“Get stuff done every day. If the task is too large, break it down and explain what you’re doing. But get something done every day.
It’s too easy for us to say “I’m still working on associating the widgets to the watzits”. But with this level of information the customer only hears ” – still – “.
Instead, we should provide visibility to the customer of the things inside the feature we’re doing. “Working on associating the widgets to the watzits – I just finished the service and controller test and code and today I’m going to work on the JSP. After that I should be able to run the interaction and the tests. My roadblocks are XX”. These couple of sentences by themselves provide:
- A list of subtasks
- A current status
- What’s left
- What problems you’re finding
Note that we didn’t go into too much of a level of detail at this point – you can always clarify on subsequent sentences. Even if it doesn’t mean a lot to the business people, in their brain now there’s at least a “step 2 of 4” connection, making things easier for them when planning ahead. Other developers can know what area you’re on and what to avoid (or what touches their stuff), and people with special skills (web devs, db people) can more or less suspect when they will be needed, helping them plan their day or be proactive.

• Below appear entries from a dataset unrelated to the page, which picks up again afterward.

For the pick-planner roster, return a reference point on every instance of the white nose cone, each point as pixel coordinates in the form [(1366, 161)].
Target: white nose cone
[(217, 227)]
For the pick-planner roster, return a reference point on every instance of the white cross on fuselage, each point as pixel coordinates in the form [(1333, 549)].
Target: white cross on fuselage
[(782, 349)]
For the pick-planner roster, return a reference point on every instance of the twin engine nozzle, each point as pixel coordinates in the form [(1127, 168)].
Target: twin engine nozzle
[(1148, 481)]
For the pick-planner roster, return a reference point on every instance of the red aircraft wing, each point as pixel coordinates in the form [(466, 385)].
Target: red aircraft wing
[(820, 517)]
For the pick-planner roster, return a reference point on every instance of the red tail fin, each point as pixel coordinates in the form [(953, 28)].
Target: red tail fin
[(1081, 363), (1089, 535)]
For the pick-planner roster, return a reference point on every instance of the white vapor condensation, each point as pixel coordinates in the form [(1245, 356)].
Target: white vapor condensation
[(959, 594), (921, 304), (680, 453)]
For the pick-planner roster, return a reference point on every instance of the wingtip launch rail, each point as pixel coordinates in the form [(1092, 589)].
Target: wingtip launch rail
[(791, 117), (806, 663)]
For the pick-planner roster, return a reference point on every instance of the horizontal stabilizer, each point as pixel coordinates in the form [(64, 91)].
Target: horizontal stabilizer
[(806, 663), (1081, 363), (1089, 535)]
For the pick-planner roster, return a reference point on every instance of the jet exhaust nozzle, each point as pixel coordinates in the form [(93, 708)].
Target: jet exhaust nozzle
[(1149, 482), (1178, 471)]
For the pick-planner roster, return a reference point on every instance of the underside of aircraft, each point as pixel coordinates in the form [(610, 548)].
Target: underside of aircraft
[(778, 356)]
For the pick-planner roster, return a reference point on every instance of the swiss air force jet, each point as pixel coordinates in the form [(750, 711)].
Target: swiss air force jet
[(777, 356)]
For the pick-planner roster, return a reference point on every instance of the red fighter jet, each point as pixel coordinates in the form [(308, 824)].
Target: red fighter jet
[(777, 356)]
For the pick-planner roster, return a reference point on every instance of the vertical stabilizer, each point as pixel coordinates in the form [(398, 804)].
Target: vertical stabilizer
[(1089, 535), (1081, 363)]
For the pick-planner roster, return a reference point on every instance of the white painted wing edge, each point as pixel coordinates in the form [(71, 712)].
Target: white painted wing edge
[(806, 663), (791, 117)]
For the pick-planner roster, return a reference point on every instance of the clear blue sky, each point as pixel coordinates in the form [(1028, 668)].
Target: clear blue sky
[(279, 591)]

This has another important side benefit: A lot of times us techies complain that “project managers and business types don’t get it”. Well, without the repetition of giving this level of detail out on a daily basis, there is no way to “teach” project managers what is hard for whom and have them remember.
These same business people who “don’t understand code” will most likely eventually “get” whether JSPs are easier or harder than controllers in general, and good managers who are in tune with human factors will also understand which are harder or easier for different people (helping with job assignments) even if they don’t even know what a controller is.